Copula-based mixture model identification for subgroup clustering with imaging applications
Fei Zheng, Nicolas Duchateau
TL;DR
This work introduces Copula-Based Mixture Models (CBMMs) to cluster data with heterogeneous marginal distributions and dependencies, extending beyond Gaussian mixtures. It develops a Generalized Iterative Conditional Estimation (GICE) framework that simultaneously identifies marginal and copula forms from candidate sets and estimates their parameters, using simulated labels to guide updates. The method is evaluated on synthetic data, large-scale MNIST clustering, and myocardial infarct pattern analysis, demonstrating improved density fit and more flexible, non-elliptical cluster structures compared to EM-based GMMs. The results indicate CBMM-GICE is particularly advantageous for imaging applications with non-Gaussian patterns and heterogeneous dependencies, providing a principled approach to risk stratification and subgroup discovery in medical data.
Abstract
Model-based clustering techniques have been widely applied to various application areas, while most studies focus on canonical mixtures with unique component distribution form.
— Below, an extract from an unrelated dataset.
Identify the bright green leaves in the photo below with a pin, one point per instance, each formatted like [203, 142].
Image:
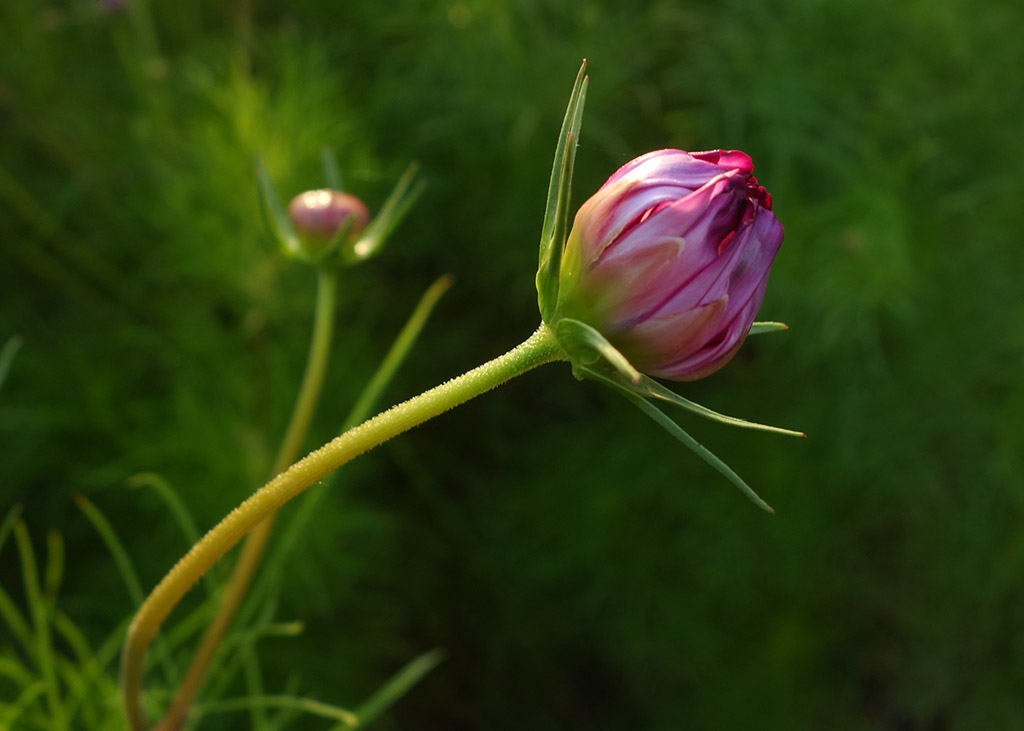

However, this strict assumption is often hard to satisfy. In this paper, we consider the more flexible Copula-Based Mixture Models (CBMMs) for clustering, which allow heterogeneous component distributions composed by flexible choices of marginal and copula forms. More specifically, we propose an adaptation of the Generalized Iterative Conditional Estimation (GICE) algorithm to identify the CBMMs in an unsupervised manner, where the marginal and copula forms and their parameters are estimated iteratively. GICE is adapted from its original version developed for switching Markov model identification with the choice of realization time. Our CBMM-GICE clustering method is then tested on synthetic two-cluster data (N=2000 samples) with discussion of the factors impacting its convergence. Finally, it is compared to the Expectation Maximization identified mixture models with unique component form on the entire MNIST database (N=70000), and on real cardiac magnetic resonance data (N=276) to illustrate its value for imaging applications.